Premix supplied per kg diet: vitamin A, 11,000 IU; vitamin D, 3,025 IU; vitamin E, 22 mg; vitamin K3, 2.2 mg; thiamine, 1.65 mg; riboflavin, 6.6 mg; pyridoxine, 3.3 mg; cobalamin, 17.6 μg; nicotinic acid, 22 mg; pantothenic acid, 13.2 mg; folic acid, 0.33 mg; biotin, 88 μg; choline chloride, 500 mg; iron, 48 mg; zinc, 96.6 mg; manganese, 101.76 mg; copper, 10 mg; selenium, 0.05 mg; iodine, 0.96 mg; cobalt, 0.3 mg.

Sample Collection

Individual BW and feed consumption per cage were recorded on day 21 and 42 after 12-hour fast to calculate ADG, ADFI, and feed-to-gain ratio (F:G).

On day 21 and 42, 1 bird per cage with the BW close to the mean BW of the cage (7 birds per treatment) was selected. Blood samples were collected by wing vein puncture, centrifuged at 3,000 × g for 15 min at 4°C, and stored at −80°C until analysis. After blood sample collection, birds were euthanized by electrical stunning and bleeding of the carotid artery. Thereafter, the gastrointestinal tract was carefully excised. The jejunum section (from the pancreatic ducts to Meckel's diverticulum) was gently flushed with 0.9% ice-cold saline, then the mucosa was scraped with a sterile glass slide, snap frozen in liquid nitrogen, and stored at −80°C. Cecal digesta was also collected, snap frozen in liquid nitrogen, and stored at −80°C until further analysis.

Chemical Analysis

Samples of ingredients and diets were ground through a 1-mm screen, and then analyzed for DM (AOAC, 2007; method 930.15), CP (AOAC, 2007; method 976.05), and ash (AOAC, 2007; method 942.15). The neutral detergent fiber and acid detergent fiber were determined using a fiber analyzer (Ankom Technology, Macedon, NY) according to Van Soest et al. (1991) with heat-stable α-amylase and sodium sulfite and expressed inclusive of residual ash. The gross energy was determined using an automatic adiabatic oxygen bomb calorimeter (Parr 6300 Calorimeter; Parr Instrument Company, Moline, IL). The TDF and IDF were analyzed using AOAC (2007) methods 985.29 and 991.43, respectively. The SDF was calculated as the difference between TDF and IDF.

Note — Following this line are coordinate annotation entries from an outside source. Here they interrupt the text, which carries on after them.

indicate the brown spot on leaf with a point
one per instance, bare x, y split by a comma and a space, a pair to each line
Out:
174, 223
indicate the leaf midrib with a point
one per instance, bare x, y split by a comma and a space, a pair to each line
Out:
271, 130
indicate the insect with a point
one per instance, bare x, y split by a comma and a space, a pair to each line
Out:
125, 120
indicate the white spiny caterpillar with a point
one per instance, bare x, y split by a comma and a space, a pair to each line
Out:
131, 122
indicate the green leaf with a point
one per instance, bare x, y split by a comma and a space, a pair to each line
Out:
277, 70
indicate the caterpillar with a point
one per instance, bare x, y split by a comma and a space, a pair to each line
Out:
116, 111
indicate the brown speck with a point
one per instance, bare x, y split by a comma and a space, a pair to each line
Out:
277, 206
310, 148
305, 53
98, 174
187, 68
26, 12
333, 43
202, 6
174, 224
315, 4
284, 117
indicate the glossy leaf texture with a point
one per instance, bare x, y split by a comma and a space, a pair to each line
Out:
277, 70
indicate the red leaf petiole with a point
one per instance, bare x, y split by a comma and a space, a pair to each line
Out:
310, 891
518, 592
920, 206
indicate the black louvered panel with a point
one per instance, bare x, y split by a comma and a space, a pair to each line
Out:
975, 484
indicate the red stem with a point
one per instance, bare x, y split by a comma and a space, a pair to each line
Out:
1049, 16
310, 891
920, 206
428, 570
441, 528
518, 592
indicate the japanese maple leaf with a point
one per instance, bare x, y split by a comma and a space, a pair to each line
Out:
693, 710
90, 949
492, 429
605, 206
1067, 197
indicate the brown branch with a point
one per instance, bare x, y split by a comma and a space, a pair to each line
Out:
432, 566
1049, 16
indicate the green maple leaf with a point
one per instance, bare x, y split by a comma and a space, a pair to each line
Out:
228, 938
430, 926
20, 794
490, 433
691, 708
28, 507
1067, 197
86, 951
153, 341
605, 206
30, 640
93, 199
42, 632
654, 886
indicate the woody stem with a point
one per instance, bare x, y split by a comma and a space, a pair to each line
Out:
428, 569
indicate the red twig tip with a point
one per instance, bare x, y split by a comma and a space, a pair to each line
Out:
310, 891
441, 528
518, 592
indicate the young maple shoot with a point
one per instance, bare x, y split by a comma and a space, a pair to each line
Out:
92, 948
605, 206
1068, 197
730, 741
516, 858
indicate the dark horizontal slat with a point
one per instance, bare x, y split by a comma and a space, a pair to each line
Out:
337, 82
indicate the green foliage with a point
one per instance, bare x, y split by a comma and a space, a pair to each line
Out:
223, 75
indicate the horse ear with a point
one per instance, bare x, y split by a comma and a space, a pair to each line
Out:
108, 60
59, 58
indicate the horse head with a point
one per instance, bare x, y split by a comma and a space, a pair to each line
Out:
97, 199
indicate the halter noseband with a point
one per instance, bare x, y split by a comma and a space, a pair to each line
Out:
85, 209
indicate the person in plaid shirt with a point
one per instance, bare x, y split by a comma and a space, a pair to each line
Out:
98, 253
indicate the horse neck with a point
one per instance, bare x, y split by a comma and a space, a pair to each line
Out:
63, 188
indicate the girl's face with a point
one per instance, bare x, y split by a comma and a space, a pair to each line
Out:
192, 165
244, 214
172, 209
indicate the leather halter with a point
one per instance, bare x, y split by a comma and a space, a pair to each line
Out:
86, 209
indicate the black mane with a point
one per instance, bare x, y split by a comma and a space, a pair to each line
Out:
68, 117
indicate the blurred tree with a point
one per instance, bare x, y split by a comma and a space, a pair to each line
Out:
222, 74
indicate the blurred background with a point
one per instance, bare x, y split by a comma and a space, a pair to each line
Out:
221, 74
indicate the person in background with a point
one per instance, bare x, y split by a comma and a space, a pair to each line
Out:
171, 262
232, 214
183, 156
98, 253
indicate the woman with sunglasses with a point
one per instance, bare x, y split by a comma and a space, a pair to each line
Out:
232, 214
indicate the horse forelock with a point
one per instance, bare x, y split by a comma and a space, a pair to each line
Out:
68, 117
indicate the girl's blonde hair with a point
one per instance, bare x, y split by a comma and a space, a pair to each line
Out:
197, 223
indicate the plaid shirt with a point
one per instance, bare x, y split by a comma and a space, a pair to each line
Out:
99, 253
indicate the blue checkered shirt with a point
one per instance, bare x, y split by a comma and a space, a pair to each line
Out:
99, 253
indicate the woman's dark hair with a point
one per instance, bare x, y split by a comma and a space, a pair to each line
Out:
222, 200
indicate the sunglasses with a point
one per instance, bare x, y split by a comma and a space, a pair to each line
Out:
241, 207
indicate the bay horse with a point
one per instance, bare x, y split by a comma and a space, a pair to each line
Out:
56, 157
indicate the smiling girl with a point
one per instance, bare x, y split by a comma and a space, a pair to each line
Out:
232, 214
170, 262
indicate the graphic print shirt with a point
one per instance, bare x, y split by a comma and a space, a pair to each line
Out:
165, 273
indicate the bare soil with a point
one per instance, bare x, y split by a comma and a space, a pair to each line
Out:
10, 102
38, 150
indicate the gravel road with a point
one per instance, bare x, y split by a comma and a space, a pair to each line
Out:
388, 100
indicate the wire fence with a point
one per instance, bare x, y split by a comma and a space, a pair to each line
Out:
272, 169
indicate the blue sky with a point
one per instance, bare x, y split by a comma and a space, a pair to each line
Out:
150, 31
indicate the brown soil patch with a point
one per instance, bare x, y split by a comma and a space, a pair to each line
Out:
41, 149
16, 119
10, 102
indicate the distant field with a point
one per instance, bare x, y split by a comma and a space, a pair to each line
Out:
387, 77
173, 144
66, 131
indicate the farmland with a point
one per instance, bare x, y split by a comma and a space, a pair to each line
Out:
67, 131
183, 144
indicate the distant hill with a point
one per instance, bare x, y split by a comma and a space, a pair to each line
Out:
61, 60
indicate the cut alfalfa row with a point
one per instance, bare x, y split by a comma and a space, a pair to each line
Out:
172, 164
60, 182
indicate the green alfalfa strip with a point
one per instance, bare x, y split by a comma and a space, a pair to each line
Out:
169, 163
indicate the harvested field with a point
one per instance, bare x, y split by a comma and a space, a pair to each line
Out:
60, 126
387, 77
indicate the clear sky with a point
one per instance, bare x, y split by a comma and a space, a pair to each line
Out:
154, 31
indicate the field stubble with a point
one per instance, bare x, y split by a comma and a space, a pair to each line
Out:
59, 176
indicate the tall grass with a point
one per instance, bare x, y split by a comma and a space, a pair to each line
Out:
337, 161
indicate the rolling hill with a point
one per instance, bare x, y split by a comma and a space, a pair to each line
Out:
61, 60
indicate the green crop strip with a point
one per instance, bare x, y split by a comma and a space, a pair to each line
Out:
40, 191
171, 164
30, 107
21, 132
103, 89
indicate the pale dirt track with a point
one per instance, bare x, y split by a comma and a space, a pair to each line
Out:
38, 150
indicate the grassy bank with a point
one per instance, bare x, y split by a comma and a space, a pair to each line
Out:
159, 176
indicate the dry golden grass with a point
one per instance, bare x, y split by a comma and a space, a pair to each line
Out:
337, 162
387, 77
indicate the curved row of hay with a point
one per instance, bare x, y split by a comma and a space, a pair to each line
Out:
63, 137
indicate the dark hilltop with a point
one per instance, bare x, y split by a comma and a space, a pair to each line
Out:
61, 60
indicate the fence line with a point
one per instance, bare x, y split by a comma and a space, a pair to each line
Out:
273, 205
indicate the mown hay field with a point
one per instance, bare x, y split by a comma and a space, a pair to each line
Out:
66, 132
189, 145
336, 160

Analysis of Immune Parameters in Serum and Jejunal Mucosa

Diamine oxidase (DAO) activity and endotoxin concentrations in serum were determined in accordance with Zhang et al. (2016). Tumor necrosis factor-α (TNF-α), and interleukin (IL)-1β and IL-6 concentrations in serum and jejunal mucosa were measured by commercial ELISA kits (Beijing Sino-UK Institute of Biological Technology, Beijing, China) using the method of Grilli et al. (2015). Secretory immunoglobulin A (sIgA) concentration in jejunal mucosa was measured using a commercially available chicken ELISA kit (R&D Systems, Minneapolis, MN) according to Levkut et al. (2017). Total protein concentration in jejunal mucosa was measured using the method described by Smith (1985). Values in jejunal mucosa were expressed as units/g protein.

Analysis of Tight Junction Proteins Expression in Jejunal Mucosa

Expression of zonula occludens-1 (ZO-1), claudin-1, and occludin genes in jejunal mucosa was determined by real-time PCR. Total RNA was extracted from jejunal mucosal samples using Trizol reagent (Invitrogen, Carlsbad, CA) according to the manufacturer's instructions. The quality and quantity of RNA were determined using a spectrophotometer (NanoDrop ND-1000; Thermo Fisher Scientific, Wilmington, DE). The integrity of RNA was determined by agarose gel electrophoresis. Then the RNA was treated with DNase I (TaKaRa Biotechnology, Dalian, China) and used for reverse transcription and PCR. First-strand cDNA was synthesized using a reverse transcription kit (Invitrogen). Software (Oligo 6.0; Molecular Biology Insights, Cascade, CO) was used to design primers, which are listed in Table 2. Real-time PCR was performed with a volume of 10 μL containing 1 μL cDNA template, 5 μL SYBR Green Mix, 0.2 μL ROX Reference Dye (50 times), and 0.2 μL each of forward and reverse primers. The thermal cycling conditions were as follows: pre-denaturation (10 s at 95°C); 40 cycles of amplification (5 s at 95°C and 20 s at 60°C); and melting curve construction (60°C–99°C with heating rate of 0.1°C/second and fluorescence measurements). Relative gene expression was expressed as a ratio of the target gene to the control genes using the 2−ΔΔCt method.

Table 2

Primer sequences for real-time PCR assays.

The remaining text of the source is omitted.